In cases where two engines are almost nearly equal strength-wise. There's need to place emphasis on the engine's knowledge on certain test suites.
do this calculation with all results you have got, always replacing the STS_scores. This way find a set of weights that result in the minimum sum of differences of STS_elo and the real engine_elo for all engines.
if you lay out the data properly in a table (all the STSscores and elos of the engines) any statistic program could calculate the weights in no time.
do this calculation with all results you have got, always replacing the STS_scores. This way find a set of weights that result in the minimum sum of differences of STS_elo and the real engine_elo for all engines.
if you lay out the data properly in a table (all the STSscores and elos of the engines) any statistic program could calculate the weights in no time.
Thank you! This looks like a brilliant suggestion.
I will experiment with this for a while with the set of ten engines but I think it might be best to wait until I release 7 more test suites in the next 6 months because there are more important strategical ideas that are yet to be put into practice via new test suites, and that the weightages may greatly vary once I release the next suite, and so on. STS is still in an early stage.
Swami:
Pay attention to the overfitting problem, doing the regression!
If you have results from n testsuites you need to estimate (n+1) parameters, so that you must put under test a number of engines much bigger than that...
now you have 10 engines and 8(+1, if you allow for a nonnull intercept) parameters, which leaves to you only 2 degrees of freedom, at most....
It boils down to a very good descriptive model, but with a poor predicting power.
swami wrote:
I will experiment with this for a while with the set of ten engines but I think it might be best to wait until I release 7 more test suites in the next 6 months because there are more important strategical ideas that are yet to be put into practice via new test suites, and that the weightages may greatly vary once I release the next suite, and so on. STS is still in an early stage.

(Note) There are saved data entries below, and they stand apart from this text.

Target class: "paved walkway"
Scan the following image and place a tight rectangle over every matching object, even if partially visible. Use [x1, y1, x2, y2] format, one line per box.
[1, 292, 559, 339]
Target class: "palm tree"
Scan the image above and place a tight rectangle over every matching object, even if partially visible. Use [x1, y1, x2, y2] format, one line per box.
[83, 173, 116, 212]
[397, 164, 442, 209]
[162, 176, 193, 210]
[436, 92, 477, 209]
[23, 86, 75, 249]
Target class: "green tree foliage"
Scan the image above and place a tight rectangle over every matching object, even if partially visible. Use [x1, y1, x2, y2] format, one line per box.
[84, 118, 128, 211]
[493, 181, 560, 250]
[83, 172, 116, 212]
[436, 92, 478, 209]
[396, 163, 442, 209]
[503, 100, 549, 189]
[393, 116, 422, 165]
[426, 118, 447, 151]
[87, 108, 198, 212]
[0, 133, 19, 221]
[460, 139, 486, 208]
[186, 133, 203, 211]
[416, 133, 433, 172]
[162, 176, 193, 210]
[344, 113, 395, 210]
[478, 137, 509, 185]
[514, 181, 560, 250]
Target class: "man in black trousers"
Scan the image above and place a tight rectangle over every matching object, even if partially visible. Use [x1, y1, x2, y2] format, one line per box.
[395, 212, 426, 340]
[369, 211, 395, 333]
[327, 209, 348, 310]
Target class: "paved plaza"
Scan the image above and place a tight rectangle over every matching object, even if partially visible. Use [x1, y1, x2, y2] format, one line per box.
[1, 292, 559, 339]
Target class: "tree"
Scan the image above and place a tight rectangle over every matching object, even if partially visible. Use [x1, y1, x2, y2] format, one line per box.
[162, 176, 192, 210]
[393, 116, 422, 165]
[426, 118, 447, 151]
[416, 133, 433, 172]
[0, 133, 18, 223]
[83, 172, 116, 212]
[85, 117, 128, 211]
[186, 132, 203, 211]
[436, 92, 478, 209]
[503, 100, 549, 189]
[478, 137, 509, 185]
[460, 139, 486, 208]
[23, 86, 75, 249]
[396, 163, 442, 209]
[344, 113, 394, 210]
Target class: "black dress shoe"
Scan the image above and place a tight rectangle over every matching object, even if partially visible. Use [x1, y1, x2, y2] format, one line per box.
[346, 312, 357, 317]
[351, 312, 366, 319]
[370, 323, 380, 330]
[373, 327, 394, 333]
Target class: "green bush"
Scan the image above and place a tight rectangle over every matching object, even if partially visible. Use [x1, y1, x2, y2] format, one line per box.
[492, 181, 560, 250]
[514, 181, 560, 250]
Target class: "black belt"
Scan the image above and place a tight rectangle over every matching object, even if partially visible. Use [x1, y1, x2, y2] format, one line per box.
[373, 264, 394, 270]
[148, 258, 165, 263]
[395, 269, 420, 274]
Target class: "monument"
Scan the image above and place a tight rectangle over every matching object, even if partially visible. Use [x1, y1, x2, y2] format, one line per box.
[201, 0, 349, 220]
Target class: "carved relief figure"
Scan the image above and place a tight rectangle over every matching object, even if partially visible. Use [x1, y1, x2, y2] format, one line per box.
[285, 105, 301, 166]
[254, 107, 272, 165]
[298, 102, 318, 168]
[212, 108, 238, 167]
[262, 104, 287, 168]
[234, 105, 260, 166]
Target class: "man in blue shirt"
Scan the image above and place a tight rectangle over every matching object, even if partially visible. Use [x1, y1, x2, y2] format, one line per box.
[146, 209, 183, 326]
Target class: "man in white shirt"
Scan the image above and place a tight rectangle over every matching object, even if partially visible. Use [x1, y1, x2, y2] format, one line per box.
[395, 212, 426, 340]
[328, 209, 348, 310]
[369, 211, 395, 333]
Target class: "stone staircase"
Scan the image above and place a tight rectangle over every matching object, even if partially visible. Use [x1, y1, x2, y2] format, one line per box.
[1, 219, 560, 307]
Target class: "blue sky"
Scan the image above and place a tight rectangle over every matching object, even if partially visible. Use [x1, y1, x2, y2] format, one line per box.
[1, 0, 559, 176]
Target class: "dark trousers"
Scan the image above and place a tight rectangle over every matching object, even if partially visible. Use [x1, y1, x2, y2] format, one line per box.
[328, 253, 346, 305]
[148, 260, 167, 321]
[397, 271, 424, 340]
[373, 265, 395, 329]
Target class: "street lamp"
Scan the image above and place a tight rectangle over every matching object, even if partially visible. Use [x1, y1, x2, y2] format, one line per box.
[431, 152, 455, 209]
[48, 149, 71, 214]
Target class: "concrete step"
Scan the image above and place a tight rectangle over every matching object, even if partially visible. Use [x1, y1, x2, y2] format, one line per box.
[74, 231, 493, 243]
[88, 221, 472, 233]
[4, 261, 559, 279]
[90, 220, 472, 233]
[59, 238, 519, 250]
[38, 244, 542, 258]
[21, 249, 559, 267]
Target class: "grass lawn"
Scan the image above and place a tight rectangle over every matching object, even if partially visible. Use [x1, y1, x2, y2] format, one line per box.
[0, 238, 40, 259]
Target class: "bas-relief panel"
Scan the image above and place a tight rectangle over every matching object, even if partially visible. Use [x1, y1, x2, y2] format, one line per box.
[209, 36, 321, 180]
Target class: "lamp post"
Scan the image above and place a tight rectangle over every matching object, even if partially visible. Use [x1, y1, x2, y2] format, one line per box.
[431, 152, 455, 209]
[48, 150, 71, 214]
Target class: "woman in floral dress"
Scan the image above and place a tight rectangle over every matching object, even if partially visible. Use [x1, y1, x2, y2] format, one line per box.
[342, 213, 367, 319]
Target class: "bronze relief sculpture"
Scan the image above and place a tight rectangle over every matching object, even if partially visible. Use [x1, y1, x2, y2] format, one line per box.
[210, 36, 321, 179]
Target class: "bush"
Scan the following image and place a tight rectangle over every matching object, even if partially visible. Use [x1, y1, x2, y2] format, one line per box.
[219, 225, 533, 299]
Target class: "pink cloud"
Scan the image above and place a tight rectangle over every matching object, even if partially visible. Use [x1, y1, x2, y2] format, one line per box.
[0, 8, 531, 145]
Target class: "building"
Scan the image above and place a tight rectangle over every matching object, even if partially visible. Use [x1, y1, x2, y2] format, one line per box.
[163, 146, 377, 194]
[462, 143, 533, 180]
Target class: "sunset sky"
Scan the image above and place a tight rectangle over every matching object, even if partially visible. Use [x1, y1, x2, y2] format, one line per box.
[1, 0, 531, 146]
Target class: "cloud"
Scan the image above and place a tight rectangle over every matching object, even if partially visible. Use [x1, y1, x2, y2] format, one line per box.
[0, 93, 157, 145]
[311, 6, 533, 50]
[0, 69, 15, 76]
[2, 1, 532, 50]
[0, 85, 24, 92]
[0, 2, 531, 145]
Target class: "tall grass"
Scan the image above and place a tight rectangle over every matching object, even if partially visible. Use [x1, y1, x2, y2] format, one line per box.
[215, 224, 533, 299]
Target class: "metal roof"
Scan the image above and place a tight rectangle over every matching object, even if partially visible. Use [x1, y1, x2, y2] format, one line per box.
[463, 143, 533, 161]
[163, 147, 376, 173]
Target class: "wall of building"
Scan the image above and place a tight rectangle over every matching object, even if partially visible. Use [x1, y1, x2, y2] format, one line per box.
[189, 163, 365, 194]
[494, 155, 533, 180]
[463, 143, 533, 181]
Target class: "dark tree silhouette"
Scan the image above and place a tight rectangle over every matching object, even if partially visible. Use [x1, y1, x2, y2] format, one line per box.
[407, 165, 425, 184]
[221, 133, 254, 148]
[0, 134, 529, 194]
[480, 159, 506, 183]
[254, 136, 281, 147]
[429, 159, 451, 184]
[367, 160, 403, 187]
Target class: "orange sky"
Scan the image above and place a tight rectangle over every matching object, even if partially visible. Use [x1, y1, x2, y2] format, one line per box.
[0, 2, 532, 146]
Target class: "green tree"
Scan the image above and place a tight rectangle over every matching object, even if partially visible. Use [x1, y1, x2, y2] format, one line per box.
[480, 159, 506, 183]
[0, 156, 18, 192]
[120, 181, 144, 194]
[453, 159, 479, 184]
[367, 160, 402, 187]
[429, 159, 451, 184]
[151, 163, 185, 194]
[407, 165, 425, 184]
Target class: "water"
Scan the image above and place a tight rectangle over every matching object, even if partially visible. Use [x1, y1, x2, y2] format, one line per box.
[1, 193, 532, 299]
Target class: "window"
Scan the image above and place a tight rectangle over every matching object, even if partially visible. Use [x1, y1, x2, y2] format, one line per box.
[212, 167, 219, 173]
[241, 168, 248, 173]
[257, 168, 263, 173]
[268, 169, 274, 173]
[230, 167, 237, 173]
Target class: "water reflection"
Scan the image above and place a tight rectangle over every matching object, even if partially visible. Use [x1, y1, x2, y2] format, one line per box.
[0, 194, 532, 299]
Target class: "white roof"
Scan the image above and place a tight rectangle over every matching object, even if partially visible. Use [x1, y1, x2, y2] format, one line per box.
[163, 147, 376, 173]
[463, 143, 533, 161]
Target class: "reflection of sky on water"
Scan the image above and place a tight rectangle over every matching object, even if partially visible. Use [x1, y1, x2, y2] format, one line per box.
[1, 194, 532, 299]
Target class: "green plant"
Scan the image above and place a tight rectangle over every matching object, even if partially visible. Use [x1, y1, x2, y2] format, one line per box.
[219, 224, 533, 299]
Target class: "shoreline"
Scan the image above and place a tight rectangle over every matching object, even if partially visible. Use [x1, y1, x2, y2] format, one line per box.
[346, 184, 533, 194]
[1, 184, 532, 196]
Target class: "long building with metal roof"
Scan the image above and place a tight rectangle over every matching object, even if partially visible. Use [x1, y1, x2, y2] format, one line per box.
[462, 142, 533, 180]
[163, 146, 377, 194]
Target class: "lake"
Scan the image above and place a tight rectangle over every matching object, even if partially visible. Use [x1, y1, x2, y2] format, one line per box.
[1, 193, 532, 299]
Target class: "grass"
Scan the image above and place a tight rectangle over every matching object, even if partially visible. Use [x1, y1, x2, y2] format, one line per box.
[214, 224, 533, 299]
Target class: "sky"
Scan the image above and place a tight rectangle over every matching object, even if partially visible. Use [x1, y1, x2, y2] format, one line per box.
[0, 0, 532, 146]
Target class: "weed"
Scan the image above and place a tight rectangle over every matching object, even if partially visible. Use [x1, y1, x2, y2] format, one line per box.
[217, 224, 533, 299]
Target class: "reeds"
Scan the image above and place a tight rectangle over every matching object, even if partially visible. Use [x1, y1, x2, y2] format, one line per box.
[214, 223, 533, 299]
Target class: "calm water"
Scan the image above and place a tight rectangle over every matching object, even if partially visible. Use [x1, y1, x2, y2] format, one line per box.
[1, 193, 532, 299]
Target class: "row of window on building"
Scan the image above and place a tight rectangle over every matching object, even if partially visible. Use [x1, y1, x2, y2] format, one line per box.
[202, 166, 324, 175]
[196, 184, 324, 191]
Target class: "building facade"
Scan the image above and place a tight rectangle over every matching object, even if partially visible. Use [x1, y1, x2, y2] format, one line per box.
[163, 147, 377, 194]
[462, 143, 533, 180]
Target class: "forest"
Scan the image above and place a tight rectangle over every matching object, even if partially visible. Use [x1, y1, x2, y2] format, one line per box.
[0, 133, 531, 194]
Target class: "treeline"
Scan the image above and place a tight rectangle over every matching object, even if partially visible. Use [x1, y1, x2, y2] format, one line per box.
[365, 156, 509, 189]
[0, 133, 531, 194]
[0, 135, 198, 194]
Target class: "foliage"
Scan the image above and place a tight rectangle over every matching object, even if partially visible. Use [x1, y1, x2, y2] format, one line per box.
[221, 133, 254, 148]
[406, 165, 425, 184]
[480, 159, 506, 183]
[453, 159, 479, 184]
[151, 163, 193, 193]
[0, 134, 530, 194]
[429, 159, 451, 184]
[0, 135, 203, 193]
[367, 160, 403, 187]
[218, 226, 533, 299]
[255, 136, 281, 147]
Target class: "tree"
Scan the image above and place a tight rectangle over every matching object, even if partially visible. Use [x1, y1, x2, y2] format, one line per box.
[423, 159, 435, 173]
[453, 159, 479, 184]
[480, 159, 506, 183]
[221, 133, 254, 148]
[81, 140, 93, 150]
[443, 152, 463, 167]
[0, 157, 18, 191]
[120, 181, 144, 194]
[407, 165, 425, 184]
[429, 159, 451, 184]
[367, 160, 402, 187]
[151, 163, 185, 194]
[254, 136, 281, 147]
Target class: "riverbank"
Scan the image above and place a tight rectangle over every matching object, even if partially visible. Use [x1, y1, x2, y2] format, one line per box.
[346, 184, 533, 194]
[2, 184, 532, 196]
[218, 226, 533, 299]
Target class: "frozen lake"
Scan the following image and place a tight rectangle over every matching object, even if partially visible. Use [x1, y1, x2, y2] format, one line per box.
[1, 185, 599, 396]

Swami, I suggest you post a (long) list with all the engines in first column, then the score of each test, one test per column then at the end the CEGT/CCRL ELO esitmation, something like this:
I might do it. I would like to try, also, some other less classical methodologies, on these data.
It's my academic area.
However the basic problem, as I said, is to have data about enough engines, in order to have a good predictive model .
noctiferus wrote:I might do it. I would like to try, also, some other less classical methodologies, on these data.
It's my academic area.
However the basic problem, as I said, is to have data about enough engines, in order to have a good predictive model .
Hi Enrico,
That sounds great! I'd like to know the what the total number of engines is that you need their data for? Does 100 sound good? I'd be willing to test 150 or more if that satisfies the necessary requirement to process the set of datas.
noctiferus wrote:I might do it. I would like to try, also, some other less classical methodologies, on these data.
It's my academic area.
However the basic problem, as I said, is to have data about enough engines, in order to have a good predictive model .
Hi Enrico,
That sounds great! I'd like to know the what the total number of engines is that you need their data for? Does 100 sound good? I'd be willing to test 150 or more if that satisfies the necessary requirement to process the set of datas.
I would like to suggest engines for which does exsist a reliable ELO estimation by CCRL and CEGT, otherwise are useless.